O abandono de lar constitui causa em espécie da dissolução da sociedade conjugal. Ao todo temos seis causas de dissolução, disciplinadas pelo art. 1.573 do Código Civil, quais sejam:

I - adultério;

II - tentativa de morte;

III - sevícia ou injúria grave;

IV - abandono voluntário do lar conjugal, durante um ano contínuo;

V - condenação por crime infamante;

VI - conduta desonrosa.

Ao receber o cliente na área de família no escritório, entre as inúmeras dúvidas e incertezas encontra-se o abandono de lar.

Se eu sair (abandonar) minha casa, posso perder meus direitos?

Essa é uma dúvida patente nas relações conjugais em vias de término.
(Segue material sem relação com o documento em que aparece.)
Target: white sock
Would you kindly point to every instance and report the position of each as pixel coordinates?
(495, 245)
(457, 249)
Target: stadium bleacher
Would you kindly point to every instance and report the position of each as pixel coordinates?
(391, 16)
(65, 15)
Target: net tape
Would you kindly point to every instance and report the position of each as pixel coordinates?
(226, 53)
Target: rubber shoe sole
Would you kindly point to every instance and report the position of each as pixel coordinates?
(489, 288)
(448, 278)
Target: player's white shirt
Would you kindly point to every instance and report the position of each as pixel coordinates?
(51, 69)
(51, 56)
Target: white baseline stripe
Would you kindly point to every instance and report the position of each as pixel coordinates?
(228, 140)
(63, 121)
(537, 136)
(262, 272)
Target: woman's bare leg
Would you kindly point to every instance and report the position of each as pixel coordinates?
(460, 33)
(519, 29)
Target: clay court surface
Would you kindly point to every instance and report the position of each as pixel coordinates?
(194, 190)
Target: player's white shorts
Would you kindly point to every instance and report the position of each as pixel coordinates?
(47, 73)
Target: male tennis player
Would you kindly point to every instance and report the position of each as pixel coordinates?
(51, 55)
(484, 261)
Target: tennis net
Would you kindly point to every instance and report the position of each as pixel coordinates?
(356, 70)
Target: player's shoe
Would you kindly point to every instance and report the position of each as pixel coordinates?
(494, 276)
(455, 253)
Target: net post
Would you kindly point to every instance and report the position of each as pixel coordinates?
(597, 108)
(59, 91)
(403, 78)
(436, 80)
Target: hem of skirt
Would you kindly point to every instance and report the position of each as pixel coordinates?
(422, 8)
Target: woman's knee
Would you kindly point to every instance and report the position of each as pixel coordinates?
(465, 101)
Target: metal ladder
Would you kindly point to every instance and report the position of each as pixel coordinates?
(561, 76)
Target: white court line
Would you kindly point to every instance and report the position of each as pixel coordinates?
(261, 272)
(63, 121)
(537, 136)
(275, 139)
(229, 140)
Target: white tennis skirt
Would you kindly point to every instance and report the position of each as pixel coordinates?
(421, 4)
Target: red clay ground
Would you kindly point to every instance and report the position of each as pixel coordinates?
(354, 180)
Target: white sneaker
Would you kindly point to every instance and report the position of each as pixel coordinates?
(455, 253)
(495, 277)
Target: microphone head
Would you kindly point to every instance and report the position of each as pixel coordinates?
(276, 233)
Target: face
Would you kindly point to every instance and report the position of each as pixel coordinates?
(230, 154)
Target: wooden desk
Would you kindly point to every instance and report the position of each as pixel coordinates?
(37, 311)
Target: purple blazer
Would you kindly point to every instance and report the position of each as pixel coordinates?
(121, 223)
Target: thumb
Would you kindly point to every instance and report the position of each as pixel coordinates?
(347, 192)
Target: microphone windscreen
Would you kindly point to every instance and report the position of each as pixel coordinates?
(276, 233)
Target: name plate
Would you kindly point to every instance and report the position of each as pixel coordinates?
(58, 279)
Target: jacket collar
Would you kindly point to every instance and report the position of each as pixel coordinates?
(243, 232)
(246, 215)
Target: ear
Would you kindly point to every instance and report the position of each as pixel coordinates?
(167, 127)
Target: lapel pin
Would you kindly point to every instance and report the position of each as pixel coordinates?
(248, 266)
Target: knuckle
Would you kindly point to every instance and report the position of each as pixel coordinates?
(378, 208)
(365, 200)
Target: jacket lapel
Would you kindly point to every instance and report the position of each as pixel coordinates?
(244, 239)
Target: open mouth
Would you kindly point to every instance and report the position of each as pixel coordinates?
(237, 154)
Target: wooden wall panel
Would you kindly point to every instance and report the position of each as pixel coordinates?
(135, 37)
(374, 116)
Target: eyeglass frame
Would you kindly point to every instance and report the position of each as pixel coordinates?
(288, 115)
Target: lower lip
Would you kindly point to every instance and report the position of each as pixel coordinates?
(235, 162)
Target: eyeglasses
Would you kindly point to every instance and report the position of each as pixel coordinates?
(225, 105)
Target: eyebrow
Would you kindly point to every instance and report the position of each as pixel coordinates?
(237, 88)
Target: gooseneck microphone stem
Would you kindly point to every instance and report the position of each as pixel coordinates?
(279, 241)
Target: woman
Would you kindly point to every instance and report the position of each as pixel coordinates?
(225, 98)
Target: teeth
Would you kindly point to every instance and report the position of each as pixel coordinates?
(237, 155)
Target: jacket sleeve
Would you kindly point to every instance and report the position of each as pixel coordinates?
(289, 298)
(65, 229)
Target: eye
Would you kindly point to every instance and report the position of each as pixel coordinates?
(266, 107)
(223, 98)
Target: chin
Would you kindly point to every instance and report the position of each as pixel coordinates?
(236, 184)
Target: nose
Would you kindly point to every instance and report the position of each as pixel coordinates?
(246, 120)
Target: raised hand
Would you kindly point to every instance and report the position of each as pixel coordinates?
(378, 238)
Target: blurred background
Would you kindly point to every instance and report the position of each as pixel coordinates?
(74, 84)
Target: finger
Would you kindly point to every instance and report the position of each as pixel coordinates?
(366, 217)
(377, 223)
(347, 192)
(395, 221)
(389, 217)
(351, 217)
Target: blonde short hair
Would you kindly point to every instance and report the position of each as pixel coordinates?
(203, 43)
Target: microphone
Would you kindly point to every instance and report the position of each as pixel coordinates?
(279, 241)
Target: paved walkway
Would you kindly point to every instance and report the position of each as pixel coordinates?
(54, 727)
Entenda-se por relações conjugais tanto o casamento quanto a união estável.

A resposta mais simples para a pergunta acima é não, mas segue acompanhada de ressalva.

Para que não haja nenhum prejuízo para o cônjuge/companheiro que pretende abandonar o lar com ânimus definitivo, este deve intentar a ação de divórcio em prazo não superior a 2 anos, sob pena de perder o domínio do imóvel de forma integral. O dispositivo que assim prescreve é o art. 1.240-A do Código Civil.

Para que ocorra a perda acima referida, é preciso que o cônjuge se afaste por mais de dois anos, que o imóvel possua até 250m² e que o cônjuge que ficou na posse do imóvel não tenha nenhum outro imóvel registrado em seu nome.

É importante observar ainda que esse recurso só pode ser utilizado uma vez. A pessoa que já tiver feito jus a este direito, não poderá exercê-lo novamente.